István Pál Ádám
Junior Fellow (03/2014 – 08/2014)
"Bystanders" to Genocide? The Role of Building Managers in the Hungarian Holocaust.
This project examines the role of an understudied group of everyday Hungarians in World War II: Budapest building managers, caretakers in Hungarian: the házmester, or in German der Hausmeister. In June 1944, the Hungarian government – when setting up a ghetto – separated the Jewish and Christian residents of Budapest not by entire quarters, but by assigning certain buildings as “Jewish houses”. The building managers of these approximately 2,000 houses did not officially belong to any authority; nevertheless, on a daily basis they were responsible for enforcing discriminative regulations. They acted as intermediaries between the authorities and the Jewish citizens, which gave them much wider latitude than other so-called bystanders. I am using the files of a post-war denazifying process, testimonies, autobiographical sources and contemporary journals to show how this otherwise insignificant group of ordinary Hungarians gained power over the Jewish Hungarian citizens.

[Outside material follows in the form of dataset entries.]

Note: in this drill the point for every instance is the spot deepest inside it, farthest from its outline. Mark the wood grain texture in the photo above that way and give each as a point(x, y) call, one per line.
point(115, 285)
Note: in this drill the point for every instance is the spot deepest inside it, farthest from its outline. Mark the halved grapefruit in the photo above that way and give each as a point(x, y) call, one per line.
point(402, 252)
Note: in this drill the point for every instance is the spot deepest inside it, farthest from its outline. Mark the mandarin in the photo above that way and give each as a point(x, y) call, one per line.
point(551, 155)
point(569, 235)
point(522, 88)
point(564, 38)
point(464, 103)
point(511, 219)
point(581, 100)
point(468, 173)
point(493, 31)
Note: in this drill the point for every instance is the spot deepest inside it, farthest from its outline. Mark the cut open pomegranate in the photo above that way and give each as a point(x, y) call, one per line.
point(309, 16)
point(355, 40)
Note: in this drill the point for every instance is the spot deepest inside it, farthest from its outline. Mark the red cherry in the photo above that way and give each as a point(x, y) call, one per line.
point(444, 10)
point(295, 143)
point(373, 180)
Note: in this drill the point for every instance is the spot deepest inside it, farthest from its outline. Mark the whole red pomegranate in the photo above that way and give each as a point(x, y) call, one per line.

István Pál Ádám, LL.D., entered the Central European University`s History MA program after working years in a compensation project for Holocaust survivors. At the moment, he is a PhD candidate at the University of Bristol, where his work is supervised by Drs. Josie McLellan and Tim Cole. In 2012, he was the recipient of an EHRI fellowship at Yad Vashem. From December 2012 until June 2013, Ádám continued his research at the Center for Advanced Holocaust Studies, United States Holocaust Memorial Museum.